Four out of 10 student loans may never be repaid
Whitehall is concerned that almost 40% of the money lent to students will not be repaid (Thinkstock)
THE Treasury is quietly re-examining the £9,000-a-year tuition fee system because officials believe it is “financially unsustainable”.
The trebling of fees led to demonstrations and a crisis in the coalition, but Whitehall is now understood to be concerned that almost 40% of the money lent to students by the taxpayer to pay for their courses will never be repaid.
The crisis has been caused in part by concessions made to help Nick Clegg, the deputy prime minister, secure the agreement of rebellious Liberal Democrat backbenchers. These included a reduction in the repayments that low-income graduates will be required to make.
The fall in student numbers has also been far smaller than expected, so more loans are having to be paid out than the Treasury had forecast.
The fear is that, far from saving the taxpayer money, the cost to the public purse could go up.
When the fee system — which came into force only last year — was designed, the Treasury anticipated that about 28% of loans would never be repaid. Those estimates have gradually increased.
Solutions could range from increasing the interest rates charged to students to imposing harsher repayment terms.
Labour is expected to pledge a cut in maximum tuition fees to £6,000. This would help the Treasury by reducing the sums that had to be paid out in loans, but would anger higher education bosses.
Others support cutting student numbers or removing the cap on tuition fees altogether and increasing the role of private finance in offering student loans.
A senior source said: “The Treasury are all over this and are extremely worried about the viability of the system. They are taking a very long-term view but their estimate for non-repayment keeps going up. It is not helped by the recession, which means graduate incomes are going to be lower than they hoped.”
There are also fears that it will prove virtually impossible to chase down the growing numbers of European Union students to repay their tuition fee loans.

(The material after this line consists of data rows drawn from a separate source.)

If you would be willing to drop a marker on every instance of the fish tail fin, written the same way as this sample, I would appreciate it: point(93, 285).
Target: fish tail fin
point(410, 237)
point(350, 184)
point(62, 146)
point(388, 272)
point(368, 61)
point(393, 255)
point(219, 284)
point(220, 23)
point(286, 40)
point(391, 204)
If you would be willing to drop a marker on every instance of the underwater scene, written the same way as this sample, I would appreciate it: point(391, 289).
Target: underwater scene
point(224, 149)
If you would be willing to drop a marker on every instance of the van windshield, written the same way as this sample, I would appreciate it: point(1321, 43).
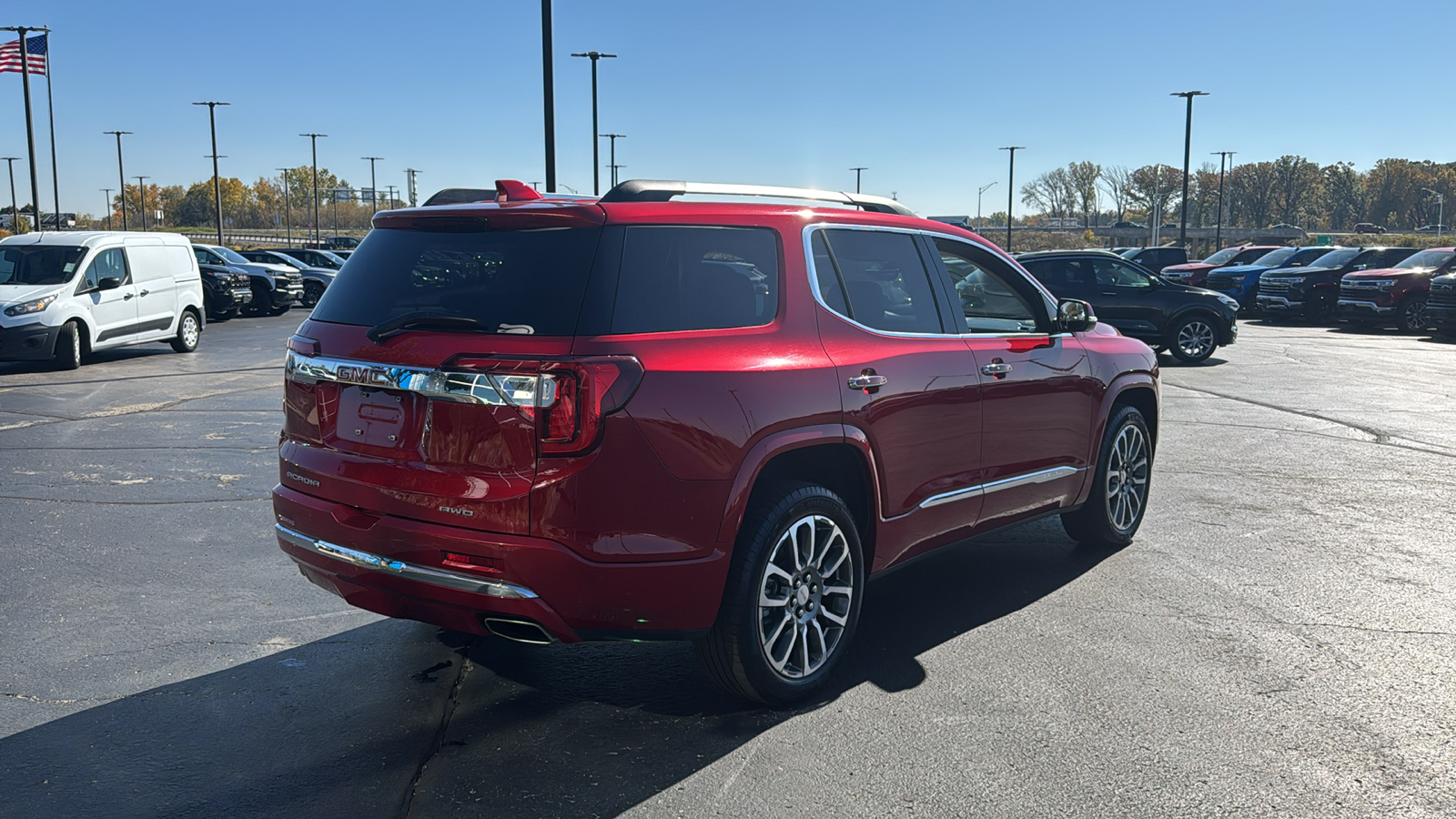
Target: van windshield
point(519, 281)
point(38, 264)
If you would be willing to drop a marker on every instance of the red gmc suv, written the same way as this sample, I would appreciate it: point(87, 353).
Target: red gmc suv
point(641, 419)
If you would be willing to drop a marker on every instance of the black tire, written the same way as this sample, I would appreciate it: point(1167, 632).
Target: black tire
point(312, 292)
point(1410, 317)
point(1193, 339)
point(189, 331)
point(69, 347)
point(737, 651)
point(1104, 521)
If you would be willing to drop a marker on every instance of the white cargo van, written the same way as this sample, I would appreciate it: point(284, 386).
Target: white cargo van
point(66, 295)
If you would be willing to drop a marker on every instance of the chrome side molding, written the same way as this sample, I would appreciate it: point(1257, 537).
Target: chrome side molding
point(1041, 477)
point(407, 570)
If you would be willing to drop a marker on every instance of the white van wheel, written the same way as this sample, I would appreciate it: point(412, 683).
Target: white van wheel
point(189, 331)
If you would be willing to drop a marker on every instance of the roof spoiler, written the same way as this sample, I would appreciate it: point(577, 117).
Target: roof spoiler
point(662, 191)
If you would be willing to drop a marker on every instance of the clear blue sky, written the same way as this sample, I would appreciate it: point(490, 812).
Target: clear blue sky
point(747, 91)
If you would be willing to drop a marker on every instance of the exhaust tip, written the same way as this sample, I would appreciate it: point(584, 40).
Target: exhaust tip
point(519, 630)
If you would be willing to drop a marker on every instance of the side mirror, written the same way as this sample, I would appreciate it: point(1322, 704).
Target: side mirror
point(1075, 317)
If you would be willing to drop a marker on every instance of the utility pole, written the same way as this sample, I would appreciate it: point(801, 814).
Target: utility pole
point(121, 172)
point(612, 164)
point(142, 193)
point(313, 140)
point(596, 157)
point(1011, 187)
point(1218, 230)
point(979, 205)
point(1183, 223)
point(217, 188)
point(373, 191)
point(288, 217)
point(550, 87)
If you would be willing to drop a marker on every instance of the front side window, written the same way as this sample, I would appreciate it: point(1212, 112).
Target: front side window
point(885, 280)
point(689, 278)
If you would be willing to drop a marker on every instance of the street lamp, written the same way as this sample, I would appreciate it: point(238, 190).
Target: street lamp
point(612, 162)
point(313, 140)
point(217, 189)
point(1011, 187)
point(121, 172)
point(1183, 223)
point(142, 191)
point(1218, 232)
point(596, 159)
point(979, 205)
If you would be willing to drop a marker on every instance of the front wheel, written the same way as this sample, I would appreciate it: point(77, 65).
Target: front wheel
point(1114, 511)
point(1193, 339)
point(793, 598)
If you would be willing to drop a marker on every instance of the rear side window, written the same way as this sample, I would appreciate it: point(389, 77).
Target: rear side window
point(521, 281)
point(688, 278)
point(885, 278)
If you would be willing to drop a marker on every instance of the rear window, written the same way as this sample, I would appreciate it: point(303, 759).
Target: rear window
point(691, 278)
point(521, 281)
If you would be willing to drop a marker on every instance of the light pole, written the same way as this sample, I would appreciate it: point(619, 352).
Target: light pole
point(1218, 232)
point(313, 140)
point(979, 205)
point(612, 162)
point(217, 188)
point(288, 217)
point(1011, 187)
point(121, 172)
point(596, 157)
point(373, 193)
point(142, 193)
point(1183, 223)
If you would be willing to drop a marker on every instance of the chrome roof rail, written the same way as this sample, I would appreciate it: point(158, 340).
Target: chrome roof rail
point(662, 191)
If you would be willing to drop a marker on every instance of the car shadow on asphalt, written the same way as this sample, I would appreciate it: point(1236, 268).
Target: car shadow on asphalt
point(519, 731)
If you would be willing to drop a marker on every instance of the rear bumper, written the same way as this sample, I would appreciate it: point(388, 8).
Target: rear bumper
point(397, 567)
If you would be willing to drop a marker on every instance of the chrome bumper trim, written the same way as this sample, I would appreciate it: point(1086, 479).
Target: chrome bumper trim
point(410, 571)
point(1004, 484)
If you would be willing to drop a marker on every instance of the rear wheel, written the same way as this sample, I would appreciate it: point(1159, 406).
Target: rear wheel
point(69, 347)
point(793, 598)
point(1114, 511)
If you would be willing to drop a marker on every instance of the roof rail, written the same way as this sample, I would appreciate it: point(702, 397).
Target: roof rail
point(662, 191)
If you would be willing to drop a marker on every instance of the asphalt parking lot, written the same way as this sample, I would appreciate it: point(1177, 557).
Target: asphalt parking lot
point(1280, 640)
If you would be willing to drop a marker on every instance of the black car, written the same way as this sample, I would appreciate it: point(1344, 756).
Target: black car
point(1190, 322)
point(226, 292)
point(1314, 290)
point(1157, 258)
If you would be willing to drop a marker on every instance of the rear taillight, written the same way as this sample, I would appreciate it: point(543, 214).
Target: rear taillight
point(567, 399)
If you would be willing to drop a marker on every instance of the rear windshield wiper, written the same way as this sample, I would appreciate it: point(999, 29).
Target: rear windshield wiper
point(422, 319)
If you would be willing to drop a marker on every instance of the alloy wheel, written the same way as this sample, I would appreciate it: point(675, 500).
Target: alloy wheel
point(1127, 477)
point(804, 596)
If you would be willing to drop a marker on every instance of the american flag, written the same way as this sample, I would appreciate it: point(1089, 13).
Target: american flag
point(34, 50)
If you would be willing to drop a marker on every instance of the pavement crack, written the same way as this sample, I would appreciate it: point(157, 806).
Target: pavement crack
point(448, 713)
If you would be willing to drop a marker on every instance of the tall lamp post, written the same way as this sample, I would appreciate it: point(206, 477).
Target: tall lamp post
point(612, 162)
point(979, 205)
point(142, 193)
point(596, 157)
point(1011, 187)
point(1183, 223)
point(217, 188)
point(313, 140)
point(1218, 230)
point(121, 172)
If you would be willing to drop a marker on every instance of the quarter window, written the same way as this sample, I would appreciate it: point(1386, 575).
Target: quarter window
point(883, 276)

Reopening the debate on tuition fees would be politically explosive. Sir Steve Smith, vice-chancellor of Exeter University and former president of Universities UK, said: “It is inconceivable the government would want to reopen this issue before an election because the only way you can save money is to cut student numbers going to university or alter payment terms.
“Either is a political no-go area before an election.”
A Treasury spokesman said the reforms had “put higher education funding on a sustainable footing in the long term”.
Further concerns about the tuition fee system are being raised this weekend by a senior independent schools leader who says teachers need to do more to inform parents and pupils about the debts they could accumulate under the new fees regime.
Barnaby Lenon, chairman of the Independent Schools Council and former head master of Harrow, said students on four-year courses would have debts of up to £80,000 on graduation, once borrowing for living costs was included.
He said they faced paying it back over 30 years, with current annual interest rates on the loans for students at university at 6.6%.
“If you were an adult taking on this size mortgage you would go through a rigorous process which guarantees that you understand what you are taking on. That is not happening with 17 and 18-year-olds,” he said.